Written by Rabbi Tzvi Sytner
This past Sunday I had the honor of officiating at three unveilings in one day.
At the first one I listened intently as several grandchildren described how loving their bubbie was at the second one, a son expressed wanting to always remember his father by his smiles and laughter at the last one, a grandfather cried as he shared how caring and supportive his late wife was.
And as I listened to these beautiful eulogies I looked at the headstone, and I was reminded of a powerful poem by a woman named Linda Ellis that goes like this:
I read of a man who stood to speak at the funeral of a friend.
He referred to the dates on the tombstone from the beginning… to the end.
He noted that first came the date of birth and spoke of the following date with tears,
but he said what mattered most of all was the dash between those years.
For that dash represents all the time they spent alive on earth and now only those who loved them know what that little line is worth.
For it matters not, how much we own, the cars… the house… the cash.
What matters is HOW we live and love and HOW we spend our dash.
So think about this long and hard; are there things you’d like to change? For you never know how much time is left that still can be rearranged.
To be less quick to anger and show appreciation more and love the people in our lives like we’ve never loved before.
If we treat each other with respect and more often wear a smile… remembering that this special dash might only last a little while.
So when your eulogy is being read, with your life’s actions to rehash, would you be proud of the things they say about how you lived your dash?
Do you know what the mourners and friends shared at their graveside last Sunday? They talked about how kind, caring, loving, and G-d fearing their loved ones were. You know what they didn’t talk about? Politics. There was no mention of whether they were democrat or republican, or who they vote for.
Because when all is said and done, in the end people will remember you by what kind of person you really were.

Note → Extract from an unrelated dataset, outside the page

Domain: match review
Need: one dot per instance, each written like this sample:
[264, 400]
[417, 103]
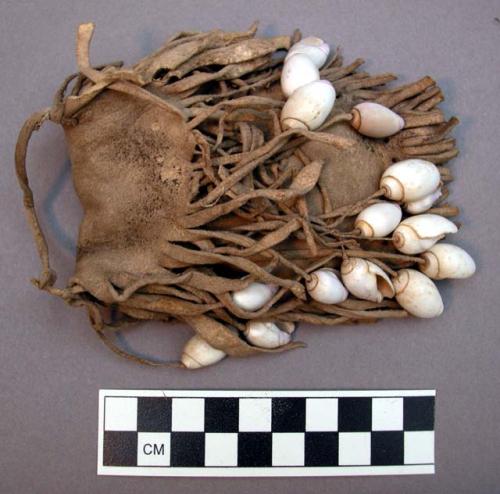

Yes, your vote is important. But, more important than who you vote for, is who you become through voting.
I see people losing themselves and ruining relationships over political arguments. But, you don’t have to stoop below your dignity to stand up for what you believe in.
When the elections are over one candidate will be president, and one won’t, but who will you be? Your character and personal relationships don’t have to suffer because of it. We all have a tremendous opportunity to rise above the arguments and refine ourselves. Let’s all stand proud for what we believe in, but in a way that we”ll be proud of ourselves.